Questo parallelismo suggerisce che, così come l’IA ha abbandonato il primato delle regole formali generali in favore di un apprendimento situato, anche l’etica contemporanea tende a cercare modelli più aderenti alla concretezza della vita. Da qui nasce una domanda cruciale: è possibile – e auspicabile – progettare sistemi artificiali capaci di incorporare una forma di etica delle virtù?
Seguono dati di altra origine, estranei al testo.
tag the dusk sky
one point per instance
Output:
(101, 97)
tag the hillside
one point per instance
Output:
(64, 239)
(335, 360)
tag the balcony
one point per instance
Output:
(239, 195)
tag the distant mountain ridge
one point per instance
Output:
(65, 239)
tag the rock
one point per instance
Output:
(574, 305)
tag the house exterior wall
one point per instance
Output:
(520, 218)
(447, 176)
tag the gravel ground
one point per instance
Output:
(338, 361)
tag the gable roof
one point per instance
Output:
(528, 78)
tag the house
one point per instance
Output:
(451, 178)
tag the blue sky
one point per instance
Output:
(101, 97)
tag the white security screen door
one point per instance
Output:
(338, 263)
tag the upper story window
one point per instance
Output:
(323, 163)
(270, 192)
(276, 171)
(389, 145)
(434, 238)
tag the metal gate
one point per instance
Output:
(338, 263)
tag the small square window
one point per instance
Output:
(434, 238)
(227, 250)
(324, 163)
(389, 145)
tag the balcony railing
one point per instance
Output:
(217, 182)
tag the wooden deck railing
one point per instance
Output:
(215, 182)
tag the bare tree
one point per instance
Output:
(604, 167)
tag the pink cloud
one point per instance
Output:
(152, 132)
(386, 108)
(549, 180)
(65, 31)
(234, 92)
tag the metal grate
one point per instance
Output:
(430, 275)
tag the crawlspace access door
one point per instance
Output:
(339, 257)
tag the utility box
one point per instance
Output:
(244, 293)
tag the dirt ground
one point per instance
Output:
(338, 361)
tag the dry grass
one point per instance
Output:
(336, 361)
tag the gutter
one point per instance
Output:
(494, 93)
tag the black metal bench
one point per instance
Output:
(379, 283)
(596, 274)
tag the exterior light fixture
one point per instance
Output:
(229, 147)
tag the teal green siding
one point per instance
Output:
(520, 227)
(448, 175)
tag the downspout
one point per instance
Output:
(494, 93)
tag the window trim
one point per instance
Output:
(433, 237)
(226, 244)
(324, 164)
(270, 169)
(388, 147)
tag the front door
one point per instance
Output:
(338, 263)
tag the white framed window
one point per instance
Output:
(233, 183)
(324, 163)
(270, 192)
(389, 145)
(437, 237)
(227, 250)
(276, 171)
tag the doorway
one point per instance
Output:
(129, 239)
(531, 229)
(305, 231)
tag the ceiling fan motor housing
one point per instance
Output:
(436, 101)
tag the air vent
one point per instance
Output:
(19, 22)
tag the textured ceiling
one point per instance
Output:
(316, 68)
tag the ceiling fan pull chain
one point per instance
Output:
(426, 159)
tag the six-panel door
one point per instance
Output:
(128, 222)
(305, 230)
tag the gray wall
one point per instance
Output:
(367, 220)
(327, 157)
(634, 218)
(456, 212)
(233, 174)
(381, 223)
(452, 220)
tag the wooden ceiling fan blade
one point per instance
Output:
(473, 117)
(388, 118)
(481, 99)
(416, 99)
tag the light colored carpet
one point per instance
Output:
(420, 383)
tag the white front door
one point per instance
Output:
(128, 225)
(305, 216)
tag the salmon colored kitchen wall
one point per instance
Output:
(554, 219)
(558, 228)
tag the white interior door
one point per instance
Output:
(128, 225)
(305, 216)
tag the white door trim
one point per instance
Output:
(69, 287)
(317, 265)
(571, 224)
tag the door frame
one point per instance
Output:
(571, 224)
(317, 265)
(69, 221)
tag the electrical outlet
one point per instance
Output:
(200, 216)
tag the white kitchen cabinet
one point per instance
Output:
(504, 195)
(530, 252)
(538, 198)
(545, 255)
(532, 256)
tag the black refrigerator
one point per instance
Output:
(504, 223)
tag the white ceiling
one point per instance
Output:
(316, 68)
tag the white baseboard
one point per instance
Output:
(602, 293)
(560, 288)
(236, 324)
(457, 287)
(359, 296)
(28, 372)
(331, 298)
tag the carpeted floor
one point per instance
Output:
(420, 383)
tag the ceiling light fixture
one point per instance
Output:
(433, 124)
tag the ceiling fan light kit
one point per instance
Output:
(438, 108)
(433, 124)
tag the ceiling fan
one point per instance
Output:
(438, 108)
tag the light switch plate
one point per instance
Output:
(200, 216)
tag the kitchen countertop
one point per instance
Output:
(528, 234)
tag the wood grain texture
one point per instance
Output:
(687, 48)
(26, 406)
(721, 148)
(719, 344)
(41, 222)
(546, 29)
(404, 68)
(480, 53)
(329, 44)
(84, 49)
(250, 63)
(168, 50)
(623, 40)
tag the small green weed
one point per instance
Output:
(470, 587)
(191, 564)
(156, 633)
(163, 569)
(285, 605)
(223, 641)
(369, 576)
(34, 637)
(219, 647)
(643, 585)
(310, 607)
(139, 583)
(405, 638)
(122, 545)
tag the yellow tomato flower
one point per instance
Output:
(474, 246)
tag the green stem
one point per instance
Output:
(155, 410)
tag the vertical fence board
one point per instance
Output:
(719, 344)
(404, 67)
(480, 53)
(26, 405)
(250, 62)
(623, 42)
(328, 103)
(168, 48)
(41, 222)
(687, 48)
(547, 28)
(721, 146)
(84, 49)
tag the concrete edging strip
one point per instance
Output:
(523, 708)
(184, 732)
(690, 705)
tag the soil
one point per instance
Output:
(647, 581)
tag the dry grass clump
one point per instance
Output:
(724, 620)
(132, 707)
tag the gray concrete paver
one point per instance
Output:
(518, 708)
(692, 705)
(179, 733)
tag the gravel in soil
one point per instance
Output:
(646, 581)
Queste domande aprono interrogativi affascinanti e in gran parte ancora inesplorati. Ma un dato già oggi appare evidente: le affinità tra IA post-simbolica ed etica contestualista non sono casuali. Esse riflettono un mutamento più profondo nel nostro modo di concepire il sapere, l’intelligenza e la moralità – non più fondati sull’applicazione rigida di regole astratte, ma sulla capacità di muoversi nella complessità, apprendere dall’esperienza e rispondere in modo sensibile, riflessivo e situato alle sfide del mondo concreto (per approfondire questi temi, cfr. De Caro – Giovanola 2025).

Bibliografia

De Caro, M. et al. (2025), Virtue monism. Practical wisdom as cross-situational ethical expertise, “Medicine and Philosophy”, 50, 2, pp. 80-92.

De Caro, M. – Giovanola, B. Intelligenze. Etica e politica dell’IA, Il Mulino, Bologna 2025.